The 1970 ABA Playoffs was the postseason tournament of the American Basketball Association's 1969-1970 season. The tournament concluded with the Eastern Division champion Indiana Pacers defeating the Western Division champion Los Angeles Stars, four games to two in the ABA Finals.

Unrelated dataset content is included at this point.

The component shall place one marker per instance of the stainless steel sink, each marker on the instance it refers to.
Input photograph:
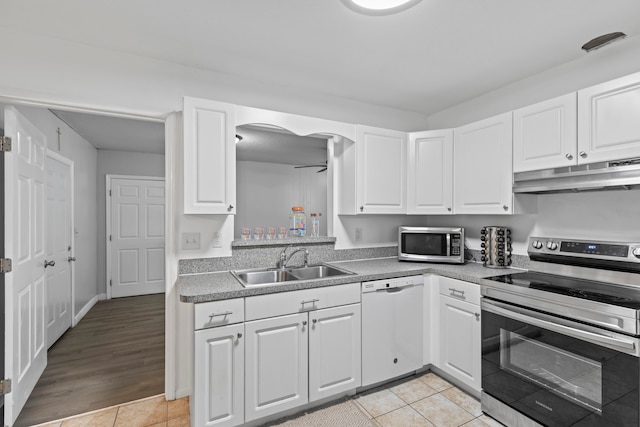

The Indiana Pacers finished the season with the league's best regular season record (59-25, .702) before going on to win the ABA championship.  This same feat was accomplished by the Oakland Oaks during the prior season and by the Pittsburgh Pipers in the year before that.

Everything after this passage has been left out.